Non è un momento di crisi, è la fine di un’epoca

 

Chinese accountants at work in their storeFinisce l’epoca in cui le professioni potevano permettersi di chiamarsi fuori dalle logiche d’impresa. Quelle che riguardano l’aspetto commerciale e il management. Oggi chi di noi non è in grado controllare l’efficienza della propria gestione, chi non è in grado di prendersi tempo per tentare di interpretare il futuro nel mercato della consulenza, e riconvertirsi, è fuori.

Siamo già fuori noi che abbiamo gli studi di trincea, quelli che si occupano di contabilità e adempimenti fiscali, quelli che si prendono le pallottole di quest’assurda, iper prolifica normativa che ci ha costretto a divenire i postini del fisco, i concorrenti dei CAF, quelli che non hanno più tempo di respirare e rischiano l’infarto per lo stress procurato da mille adempimenti e connesse responsabilità, cui siamo sottoposti in nome dell’evoluzione di un sistema che si dichiara votato alla lotta all’evasione ma che in realtà, i grossi evasori, quelli che, talvolta, finiscono in un tribunale penale, non li becca, sostanzialmente, mai.

Siamo già fuori noi piccoli commercialisti, individualisti, con un paio di collaboratori al massimo, spesso giovani colleghi pagati meno di una segretaria. Noi a cui hanno insegnato le tecniche e il diritto, senza spiegarci che il futuro della professione era ed è nella capacità di lavorare in squadra, e che per far questo dobbiamo, ora come allora, far entrare nel nostro bagaglio culturale materie come la comunicazione, il problem solving e altre ancora, che mirano alla formazione dell’individuo, come persona capace di interagire proficuamente, prima ancora che come professionista.

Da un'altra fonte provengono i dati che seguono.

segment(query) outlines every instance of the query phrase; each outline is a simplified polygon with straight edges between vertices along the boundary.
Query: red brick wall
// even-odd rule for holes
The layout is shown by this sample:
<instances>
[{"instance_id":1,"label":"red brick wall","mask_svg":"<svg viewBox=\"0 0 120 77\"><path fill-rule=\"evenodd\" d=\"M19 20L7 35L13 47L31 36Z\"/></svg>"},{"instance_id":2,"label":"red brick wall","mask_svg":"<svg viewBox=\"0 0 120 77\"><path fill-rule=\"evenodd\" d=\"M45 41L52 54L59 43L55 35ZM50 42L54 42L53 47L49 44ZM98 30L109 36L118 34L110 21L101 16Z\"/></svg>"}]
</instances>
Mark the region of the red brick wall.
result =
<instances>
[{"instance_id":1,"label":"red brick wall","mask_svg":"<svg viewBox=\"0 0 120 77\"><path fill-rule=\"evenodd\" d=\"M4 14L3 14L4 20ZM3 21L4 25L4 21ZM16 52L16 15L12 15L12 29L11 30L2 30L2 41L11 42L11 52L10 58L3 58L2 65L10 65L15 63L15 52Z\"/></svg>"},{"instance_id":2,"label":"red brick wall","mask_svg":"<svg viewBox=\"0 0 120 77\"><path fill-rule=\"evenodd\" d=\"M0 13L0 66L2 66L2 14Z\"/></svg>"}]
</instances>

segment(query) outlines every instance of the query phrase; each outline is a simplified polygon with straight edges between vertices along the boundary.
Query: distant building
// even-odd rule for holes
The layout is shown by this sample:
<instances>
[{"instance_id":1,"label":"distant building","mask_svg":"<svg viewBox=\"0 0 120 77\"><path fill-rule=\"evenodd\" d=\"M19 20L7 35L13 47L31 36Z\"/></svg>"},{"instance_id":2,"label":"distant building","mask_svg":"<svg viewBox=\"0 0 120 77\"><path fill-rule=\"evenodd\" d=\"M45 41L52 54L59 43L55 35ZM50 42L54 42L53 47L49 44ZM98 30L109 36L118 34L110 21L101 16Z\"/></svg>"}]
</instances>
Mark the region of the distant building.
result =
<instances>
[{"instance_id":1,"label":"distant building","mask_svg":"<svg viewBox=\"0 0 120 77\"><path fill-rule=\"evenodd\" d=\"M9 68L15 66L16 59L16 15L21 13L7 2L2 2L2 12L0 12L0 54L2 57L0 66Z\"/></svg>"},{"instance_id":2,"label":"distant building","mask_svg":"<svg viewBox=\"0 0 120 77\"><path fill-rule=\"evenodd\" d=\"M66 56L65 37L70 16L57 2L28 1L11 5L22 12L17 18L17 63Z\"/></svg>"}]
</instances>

Qualcuno si era illuso che il proprio studio lo avrebbe tramandato ai propri figli, per passargli quel benessere frutto di una vita di sacrifici. Oggi si maledice di non avergli dato un’altra opportunità, di essersi messo in mezzo alle loro scelte. E anche se l’ha fatto con l’amore di un padre, non se lo perdona.

Quattro o cinque anni ancora e tutto il lavoro connesso alle contabilità non ci sarà più o non ci sarà più la convenienza a farlo; e forse è anche giusto che sia così.

Chi siamo noi per pretendere che l’evoluzione non ci tocchi?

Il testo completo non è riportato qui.